Abstract
Treatment of pediatric stone disease is a challenge, more so, in the case of infants. Infantile anuria due to calculus disease is rare, as pre-renal causes predominate. Retrograde intrarenal surgery is a less often sorted modality in infants, due to the lingering skepticism regarding handling pediatric ureters and urethra. We hereby present the first case report of bilateral simultaneous RIRS, in a 4 month old male child. With better stone free rates than ESWL and a lesser incidence of major complications, we opted for RIRS in this child, taking advantage of the pre-stented ureter.

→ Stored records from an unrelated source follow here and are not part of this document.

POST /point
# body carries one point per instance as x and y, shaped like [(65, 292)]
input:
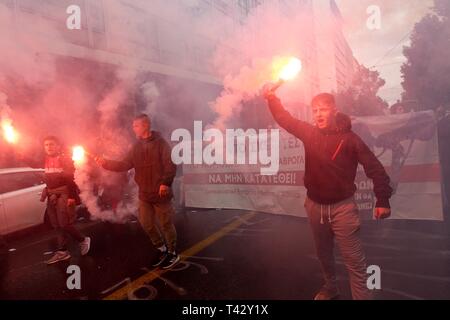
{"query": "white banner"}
[(405, 144)]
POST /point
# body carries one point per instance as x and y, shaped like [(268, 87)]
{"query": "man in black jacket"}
[(332, 154), (154, 174), (62, 195)]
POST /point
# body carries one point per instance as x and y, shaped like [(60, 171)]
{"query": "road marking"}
[(122, 293)]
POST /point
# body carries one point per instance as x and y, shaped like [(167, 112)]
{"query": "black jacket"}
[(59, 172), (151, 159), (332, 157)]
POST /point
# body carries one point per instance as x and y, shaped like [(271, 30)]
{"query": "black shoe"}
[(172, 259), (160, 258)]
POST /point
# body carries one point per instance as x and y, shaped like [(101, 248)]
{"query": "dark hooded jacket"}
[(332, 157), (151, 159)]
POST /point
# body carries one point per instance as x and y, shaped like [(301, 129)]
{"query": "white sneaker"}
[(85, 245)]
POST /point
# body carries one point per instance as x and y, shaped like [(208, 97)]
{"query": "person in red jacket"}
[(62, 195), (154, 169), (332, 154)]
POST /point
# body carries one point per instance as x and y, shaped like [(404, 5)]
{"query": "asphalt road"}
[(227, 254)]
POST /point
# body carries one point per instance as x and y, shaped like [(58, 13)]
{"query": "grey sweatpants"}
[(339, 221)]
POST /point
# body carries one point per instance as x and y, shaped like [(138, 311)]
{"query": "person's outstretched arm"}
[(117, 166), (298, 128)]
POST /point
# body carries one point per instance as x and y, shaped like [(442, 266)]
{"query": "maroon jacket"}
[(332, 157)]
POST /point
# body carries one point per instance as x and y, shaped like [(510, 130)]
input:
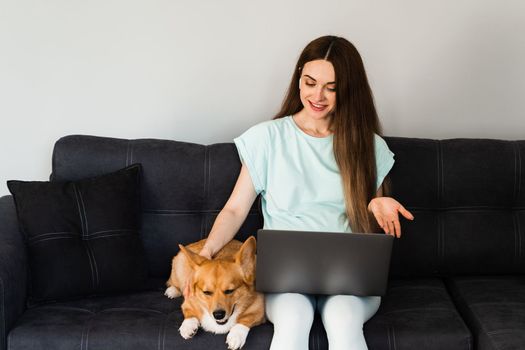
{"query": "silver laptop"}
[(322, 262)]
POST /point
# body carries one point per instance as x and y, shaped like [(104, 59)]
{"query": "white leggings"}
[(343, 317)]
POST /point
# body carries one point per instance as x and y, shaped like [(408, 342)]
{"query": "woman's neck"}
[(311, 126)]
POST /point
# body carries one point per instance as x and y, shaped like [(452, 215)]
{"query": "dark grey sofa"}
[(457, 276)]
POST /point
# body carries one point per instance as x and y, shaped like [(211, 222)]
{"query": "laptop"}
[(322, 262)]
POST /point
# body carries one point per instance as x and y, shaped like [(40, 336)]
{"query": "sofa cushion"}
[(494, 308), (145, 320), (82, 237), (417, 314), (172, 213)]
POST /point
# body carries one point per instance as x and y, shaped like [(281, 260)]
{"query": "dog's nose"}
[(219, 314)]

Keywords: Infantile anuria, Bilateral RIRS, Paediatric RIRS
Introduction
Treatment of paediatric stone disease is a challenge, more so, in the case of infants. Infantile anuria due to calculus disease is rare, as pre-renal causes predominate. Retrograde intrarenal surgery (RIRS) is a less often sorted modality in infants, due to the lingering skepticism regarding handling paediatric ureter and urethra. We hereby present the first case report of bilateral simultaneous RIRS, in a 4 month old male child presenting with calculus anuria.
Case presentation
A 4 months male baby, weighing 4.5 kg, presented with anuria, fever and vomiting 20 days back, at a private hospital. On evaluation, he was found to have elevated creatinine (1.22 mg %), bilateral ureteric and bilateral renal calculi. Bilateral Double J (DJ) stenting was done and referred to us for further management. Urine routine showed pyuria, urine culture showed growth of Klebsiella pneumoniae. Ultrasound abdomen and Non contrast CT revealed Right renal calculi – 10mm, 5mm, and left kidney with multiple (4–5) calculi largest measuring 8mm, with bilateral DJ stents in situ (Fig. 1).
After adequate treatment with antibiotics and culture became sterile, baby was taken up for Bilateral RIRS. Under General Anaesthesia, bilateral ureteroscopy was done using 6/7.5Fr Ureteroscope after DJ stent removal. Ureters were found accomodable and calculi had migrated to kidney.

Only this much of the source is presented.